Sources: [vercel-eve/docs/channels/custom.mdx:183-197](), [withastro-flue/packages/slack/src/index.ts:266-269](), [withastro-flue/packages/runtime/src/types.ts:31-33]()

## Ingress verification vs. route auth

Both frameworks verify inbound provider traffic, but auth policy placement differs:

**Eve** folds route auth into the channel definition. `eveChannel({ auth: [...] })` decides who may call `/eve/v1/session*`. Platform channels (Slack signatures, etc.) are implemented inside Eve's built-in channel adapters, and custom channels implement verification in route handlers.

**Flue** keeps verification inside `@flue/*` packages (signature checks, body limits, protocol handshakes) and explicitly leaves workspace allowlists, tenant authorization, and outbound credentials to application code.

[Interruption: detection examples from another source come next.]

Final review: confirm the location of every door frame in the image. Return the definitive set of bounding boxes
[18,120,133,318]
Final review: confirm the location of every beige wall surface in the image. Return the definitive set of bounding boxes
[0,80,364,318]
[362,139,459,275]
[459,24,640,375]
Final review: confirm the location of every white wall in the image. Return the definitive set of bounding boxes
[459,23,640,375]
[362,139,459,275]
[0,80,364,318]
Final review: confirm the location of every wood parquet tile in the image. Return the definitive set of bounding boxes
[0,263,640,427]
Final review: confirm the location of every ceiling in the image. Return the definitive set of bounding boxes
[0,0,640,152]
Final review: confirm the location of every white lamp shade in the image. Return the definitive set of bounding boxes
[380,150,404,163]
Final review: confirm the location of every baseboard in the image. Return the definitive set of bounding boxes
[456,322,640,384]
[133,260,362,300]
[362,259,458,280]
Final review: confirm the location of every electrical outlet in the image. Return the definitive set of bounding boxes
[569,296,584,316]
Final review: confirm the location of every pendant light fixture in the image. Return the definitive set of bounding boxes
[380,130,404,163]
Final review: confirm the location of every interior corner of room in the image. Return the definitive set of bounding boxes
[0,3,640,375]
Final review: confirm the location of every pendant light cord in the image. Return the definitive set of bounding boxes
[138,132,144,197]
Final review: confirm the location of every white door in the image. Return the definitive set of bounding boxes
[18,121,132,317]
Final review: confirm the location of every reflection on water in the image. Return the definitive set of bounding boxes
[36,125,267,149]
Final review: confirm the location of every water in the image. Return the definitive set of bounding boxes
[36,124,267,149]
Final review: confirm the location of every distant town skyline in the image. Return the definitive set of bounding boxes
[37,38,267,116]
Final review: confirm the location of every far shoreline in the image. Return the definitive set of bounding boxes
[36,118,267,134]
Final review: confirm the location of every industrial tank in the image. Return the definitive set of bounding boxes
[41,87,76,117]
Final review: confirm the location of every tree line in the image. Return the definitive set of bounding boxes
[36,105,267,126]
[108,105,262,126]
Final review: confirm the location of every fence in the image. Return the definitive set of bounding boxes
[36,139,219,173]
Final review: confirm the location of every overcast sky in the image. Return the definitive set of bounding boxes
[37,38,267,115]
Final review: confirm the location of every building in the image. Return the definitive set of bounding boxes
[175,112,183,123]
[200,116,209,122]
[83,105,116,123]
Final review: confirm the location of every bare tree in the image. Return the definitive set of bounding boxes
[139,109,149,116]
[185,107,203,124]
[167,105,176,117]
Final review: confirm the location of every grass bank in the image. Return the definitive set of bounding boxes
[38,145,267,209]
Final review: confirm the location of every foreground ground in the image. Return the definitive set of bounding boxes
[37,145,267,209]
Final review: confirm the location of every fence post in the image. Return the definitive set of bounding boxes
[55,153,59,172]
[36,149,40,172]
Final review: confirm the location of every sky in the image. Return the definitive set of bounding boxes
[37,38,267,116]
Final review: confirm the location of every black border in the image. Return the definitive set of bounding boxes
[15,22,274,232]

Short-lived provider capabilities (`trigger_id`, `response_url`) must not be copied into dispatch input or durable session data.

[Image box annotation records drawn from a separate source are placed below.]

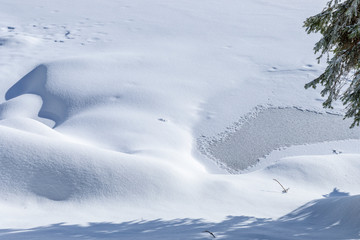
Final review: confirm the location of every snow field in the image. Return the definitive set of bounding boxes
[0,0,360,239]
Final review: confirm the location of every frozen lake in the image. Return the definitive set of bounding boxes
[207,108,360,171]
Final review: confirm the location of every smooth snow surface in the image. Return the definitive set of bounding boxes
[202,108,360,171]
[0,0,360,240]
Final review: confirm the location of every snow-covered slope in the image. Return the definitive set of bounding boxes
[0,0,360,239]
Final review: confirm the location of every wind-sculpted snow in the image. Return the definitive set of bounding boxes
[0,0,360,239]
[207,108,360,171]
[5,65,68,126]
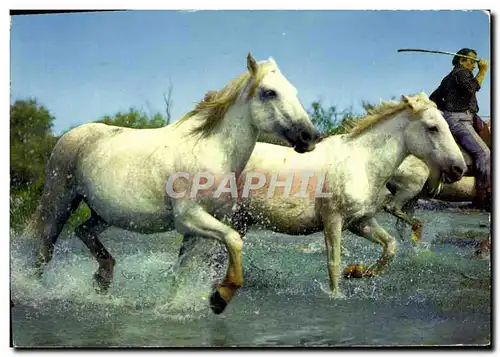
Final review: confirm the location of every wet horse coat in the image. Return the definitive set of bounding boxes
[180,94,466,295]
[27,54,320,313]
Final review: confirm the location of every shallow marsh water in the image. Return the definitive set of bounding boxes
[11,209,491,347]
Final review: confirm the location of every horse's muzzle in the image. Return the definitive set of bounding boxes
[286,129,322,154]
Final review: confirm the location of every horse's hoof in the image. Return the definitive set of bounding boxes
[344,264,366,279]
[210,289,227,315]
[94,273,111,294]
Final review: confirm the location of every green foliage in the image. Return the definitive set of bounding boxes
[10,99,57,192]
[10,99,167,234]
[309,101,358,136]
[97,108,167,129]
[10,99,373,235]
[10,99,57,227]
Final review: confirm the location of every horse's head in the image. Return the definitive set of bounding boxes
[402,93,467,183]
[243,53,321,153]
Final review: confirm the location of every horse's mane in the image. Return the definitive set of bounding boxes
[347,93,436,137]
[178,61,271,136]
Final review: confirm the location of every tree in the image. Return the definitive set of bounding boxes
[96,108,167,129]
[10,99,57,191]
[163,83,173,125]
[309,101,358,136]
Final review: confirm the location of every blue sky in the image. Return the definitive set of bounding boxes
[10,10,491,134]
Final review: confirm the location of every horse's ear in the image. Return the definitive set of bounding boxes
[401,94,415,109]
[247,52,257,76]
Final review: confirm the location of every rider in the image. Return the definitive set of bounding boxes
[430,48,491,210]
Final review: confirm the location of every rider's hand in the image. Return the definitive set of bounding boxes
[478,59,488,71]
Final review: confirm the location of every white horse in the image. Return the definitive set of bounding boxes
[181,94,466,295]
[384,117,491,242]
[29,54,320,313]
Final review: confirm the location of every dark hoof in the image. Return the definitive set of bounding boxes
[210,289,227,315]
[94,273,111,294]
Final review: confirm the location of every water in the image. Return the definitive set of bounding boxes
[11,210,491,347]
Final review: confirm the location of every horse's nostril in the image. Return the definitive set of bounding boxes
[451,165,464,176]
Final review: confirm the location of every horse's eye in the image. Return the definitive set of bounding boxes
[261,89,278,100]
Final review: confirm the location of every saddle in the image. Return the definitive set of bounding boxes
[458,115,491,176]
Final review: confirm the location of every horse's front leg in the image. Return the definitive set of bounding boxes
[174,200,243,314]
[345,217,396,277]
[322,212,342,296]
[384,205,424,243]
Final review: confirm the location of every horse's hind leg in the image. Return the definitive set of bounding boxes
[35,190,81,277]
[349,217,396,276]
[75,209,115,293]
[174,201,243,314]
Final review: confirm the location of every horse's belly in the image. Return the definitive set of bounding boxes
[249,197,322,235]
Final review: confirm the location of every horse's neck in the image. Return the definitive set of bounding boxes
[353,117,408,187]
[193,104,258,175]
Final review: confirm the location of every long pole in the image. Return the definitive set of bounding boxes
[398,48,479,62]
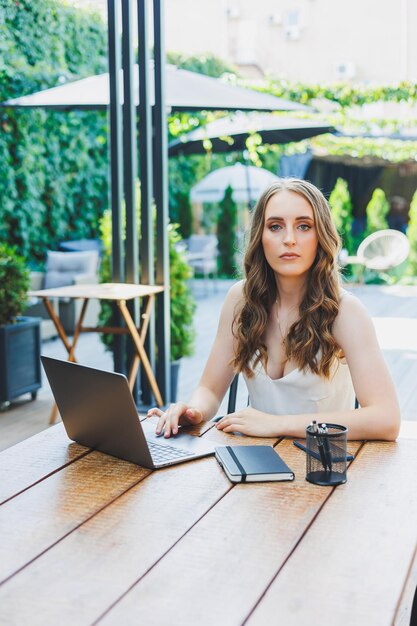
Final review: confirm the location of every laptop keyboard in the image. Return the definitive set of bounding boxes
[148,441,195,463]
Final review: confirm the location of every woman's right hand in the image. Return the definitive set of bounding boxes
[147,402,203,438]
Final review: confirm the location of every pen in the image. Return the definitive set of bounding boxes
[293,441,355,463]
[313,420,327,471]
[321,424,332,472]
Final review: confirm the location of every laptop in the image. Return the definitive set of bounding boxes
[41,356,214,469]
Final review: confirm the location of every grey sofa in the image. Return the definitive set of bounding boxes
[25,250,99,339]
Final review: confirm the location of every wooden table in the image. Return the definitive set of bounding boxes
[0,423,417,626]
[29,283,164,424]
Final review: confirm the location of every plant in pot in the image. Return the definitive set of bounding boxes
[0,244,41,408]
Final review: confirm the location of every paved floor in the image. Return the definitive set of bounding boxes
[0,281,417,450]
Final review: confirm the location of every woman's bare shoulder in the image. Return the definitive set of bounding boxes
[333,290,372,335]
[222,280,245,317]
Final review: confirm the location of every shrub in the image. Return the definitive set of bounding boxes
[168,224,195,361]
[217,186,237,276]
[365,187,389,237]
[329,178,353,254]
[0,244,29,326]
[406,191,417,276]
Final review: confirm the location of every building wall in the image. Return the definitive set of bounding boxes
[165,0,417,82]
[67,0,417,83]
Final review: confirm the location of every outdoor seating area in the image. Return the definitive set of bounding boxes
[0,0,417,626]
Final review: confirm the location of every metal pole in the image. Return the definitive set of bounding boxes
[107,0,126,372]
[153,0,171,403]
[137,0,155,404]
[122,0,139,401]
[122,0,139,283]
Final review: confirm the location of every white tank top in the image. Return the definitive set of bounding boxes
[244,361,355,415]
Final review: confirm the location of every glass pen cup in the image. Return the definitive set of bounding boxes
[306,423,348,486]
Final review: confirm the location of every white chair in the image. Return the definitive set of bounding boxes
[339,228,410,280]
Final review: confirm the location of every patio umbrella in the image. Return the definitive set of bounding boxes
[0,65,311,111]
[169,113,334,156]
[190,163,279,205]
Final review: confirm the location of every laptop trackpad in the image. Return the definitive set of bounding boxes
[141,420,214,453]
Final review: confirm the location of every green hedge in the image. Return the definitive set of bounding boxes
[0,0,108,265]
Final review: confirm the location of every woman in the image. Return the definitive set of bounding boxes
[148,179,400,441]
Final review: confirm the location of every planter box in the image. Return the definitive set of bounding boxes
[0,317,42,403]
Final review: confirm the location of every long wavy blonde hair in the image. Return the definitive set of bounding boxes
[232,178,340,378]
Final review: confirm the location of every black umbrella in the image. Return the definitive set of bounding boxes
[0,65,311,111]
[169,113,334,155]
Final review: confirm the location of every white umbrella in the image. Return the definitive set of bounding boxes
[190,163,279,205]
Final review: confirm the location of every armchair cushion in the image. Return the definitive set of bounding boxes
[44,250,99,289]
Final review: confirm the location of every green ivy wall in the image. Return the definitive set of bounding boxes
[0,0,108,266]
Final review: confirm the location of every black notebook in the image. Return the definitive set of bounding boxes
[215,446,294,483]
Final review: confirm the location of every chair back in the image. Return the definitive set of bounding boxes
[357,228,410,271]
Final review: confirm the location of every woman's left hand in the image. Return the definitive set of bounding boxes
[216,407,279,437]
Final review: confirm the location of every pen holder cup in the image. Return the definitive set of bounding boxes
[306,424,348,486]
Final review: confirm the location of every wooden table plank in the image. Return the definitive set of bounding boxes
[248,439,417,626]
[0,450,231,626]
[0,424,89,504]
[0,452,150,582]
[95,433,358,626]
[394,549,417,626]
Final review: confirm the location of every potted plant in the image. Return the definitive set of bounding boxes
[0,244,41,408]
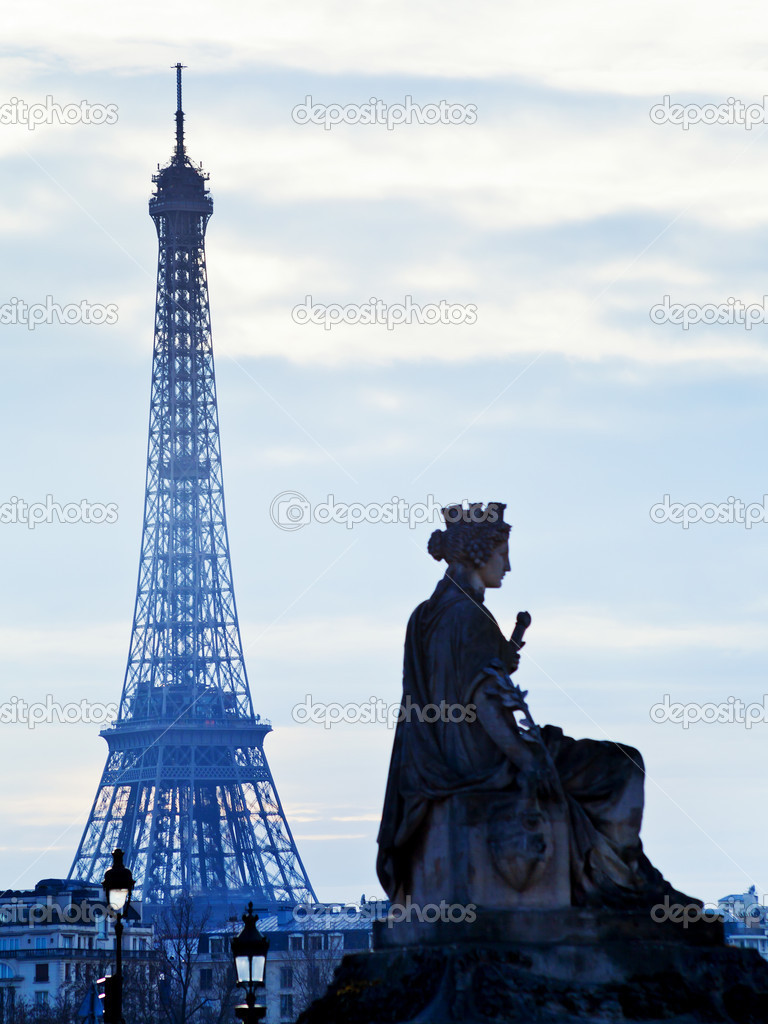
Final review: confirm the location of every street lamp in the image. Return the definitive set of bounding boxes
[232,903,269,1024]
[101,850,134,1024]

Sources: [vercel-eve/packages/eve/src/public/channels/eve.ts:84-90](), [withastro-flue/.agents/skills/channel-conformance/SKILL.md:55-71](), [withastro-flue/blueprints/channel--slack.md:119-121]()

## Portable patterns

Several ideas transfer cleanly across both models:

1. **Filename-derived channel namespace** — both use the channel file stem as the URL/logical namespace segment (Eve prepends it to tokens; Flue mounts `/channels/<stem>/...`).
2. **Provider-native payloads** — neither normalizes Slack/Discord/etc. into a universal event schema at the channel boundary; application code filters and interprets.
3. **Thread identity as a stable key** — Eve's `slackContinuationToken(channelId, threadTs)` and Flue's `conversationKey({ teamId, channelId, threadTs })` solve the same addressing problem with different string formats.
4. **Separation of ingress and outbound** — Flue makes this explicit (channel verifies in, tools send out). Eve combines them in one module but still separates route ingress from `events`-driven delivery.

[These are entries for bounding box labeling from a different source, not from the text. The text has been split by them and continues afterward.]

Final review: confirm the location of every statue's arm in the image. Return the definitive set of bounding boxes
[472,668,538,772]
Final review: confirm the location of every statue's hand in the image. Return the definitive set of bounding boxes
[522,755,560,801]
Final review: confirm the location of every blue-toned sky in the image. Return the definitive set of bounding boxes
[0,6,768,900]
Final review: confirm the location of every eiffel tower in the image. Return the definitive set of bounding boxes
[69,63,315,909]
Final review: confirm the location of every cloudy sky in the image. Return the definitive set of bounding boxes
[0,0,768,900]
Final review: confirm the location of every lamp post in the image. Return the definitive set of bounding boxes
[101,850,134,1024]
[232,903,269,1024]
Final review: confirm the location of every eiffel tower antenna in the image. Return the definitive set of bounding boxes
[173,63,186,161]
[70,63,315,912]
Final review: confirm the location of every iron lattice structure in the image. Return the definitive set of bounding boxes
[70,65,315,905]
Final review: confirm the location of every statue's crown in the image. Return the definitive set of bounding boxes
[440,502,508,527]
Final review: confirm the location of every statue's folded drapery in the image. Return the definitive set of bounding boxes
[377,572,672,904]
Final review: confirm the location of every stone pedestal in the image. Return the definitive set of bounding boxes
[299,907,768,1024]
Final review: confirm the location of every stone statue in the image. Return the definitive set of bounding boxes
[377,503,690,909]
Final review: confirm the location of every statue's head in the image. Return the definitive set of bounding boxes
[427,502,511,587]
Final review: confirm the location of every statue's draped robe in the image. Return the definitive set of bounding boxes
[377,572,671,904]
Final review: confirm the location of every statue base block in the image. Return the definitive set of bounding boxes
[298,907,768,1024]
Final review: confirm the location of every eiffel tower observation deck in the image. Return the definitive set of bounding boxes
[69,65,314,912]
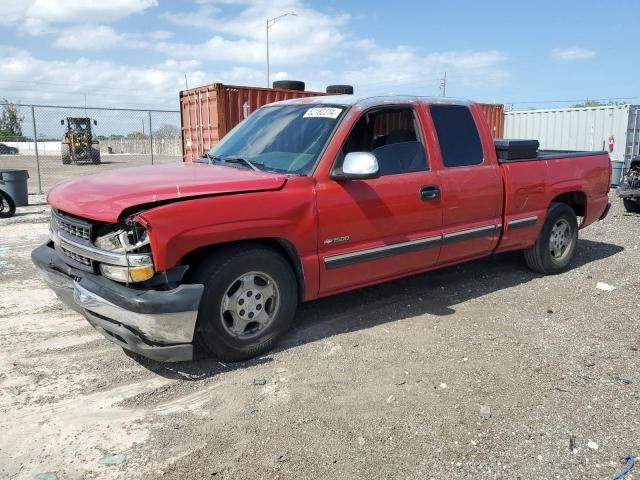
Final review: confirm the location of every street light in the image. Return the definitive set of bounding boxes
[267,12,298,88]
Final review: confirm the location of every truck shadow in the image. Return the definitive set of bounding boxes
[134,240,623,380]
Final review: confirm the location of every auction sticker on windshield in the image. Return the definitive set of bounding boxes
[303,107,342,118]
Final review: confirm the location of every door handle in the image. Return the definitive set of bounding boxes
[420,185,440,202]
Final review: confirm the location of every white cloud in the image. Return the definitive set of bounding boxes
[53,24,173,50]
[7,0,158,23]
[551,47,596,62]
[157,0,509,93]
[0,48,198,109]
[0,0,509,108]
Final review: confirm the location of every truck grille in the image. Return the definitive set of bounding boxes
[60,247,91,267]
[51,209,94,272]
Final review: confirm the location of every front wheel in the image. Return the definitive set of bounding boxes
[524,203,578,275]
[189,245,298,361]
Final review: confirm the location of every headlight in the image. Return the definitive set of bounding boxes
[94,226,149,252]
[100,263,155,283]
[94,221,155,283]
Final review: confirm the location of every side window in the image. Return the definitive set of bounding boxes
[336,107,427,175]
[430,105,484,167]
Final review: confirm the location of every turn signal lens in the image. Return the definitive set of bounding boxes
[100,264,155,283]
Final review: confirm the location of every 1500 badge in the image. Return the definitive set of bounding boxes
[324,235,351,245]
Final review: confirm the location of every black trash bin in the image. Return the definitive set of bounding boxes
[0,169,29,207]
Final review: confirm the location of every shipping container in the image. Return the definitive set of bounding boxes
[180,83,504,161]
[180,83,327,161]
[504,105,640,165]
[480,103,504,138]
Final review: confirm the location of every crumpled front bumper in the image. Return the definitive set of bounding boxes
[31,245,204,362]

What does **not** port directly: Eve's `send()` + `events` delivery loop has no Flue equivalent — Flue requires explicit `dispatch()` admission and application-owned reply tools. Eve's `receive()` cross-channel hand-off is a first-class framework feature; Flue would implement similar logic by dispatching to a different agent `id` or calling another channel callback from application code.

## Summary

Eve channels are **full session adapters** authored in `agent/channels/`: they normalize input, call `send()` with channel-local `continuationToken` values (namespaced by the framework), enforce route `auth`, and deliver responses through lifecycle `events`. Flue channels are **verified ingress libraries** (`@flue/slack`, etc.) wired in `channels/` and mounted on a Hono `/channels/*` surface; they forward provider-native payloads to application callbacks that admit work via `dispatch(agent, { id, input })`, using canonical `conversationKey` strings as agent instance ids. Eve centralizes conversation continuity in the channel module; Flue centralizes it in dispatch admission and agent initialization — with outbound behavior, credentials, and authorization always remaining application-owned.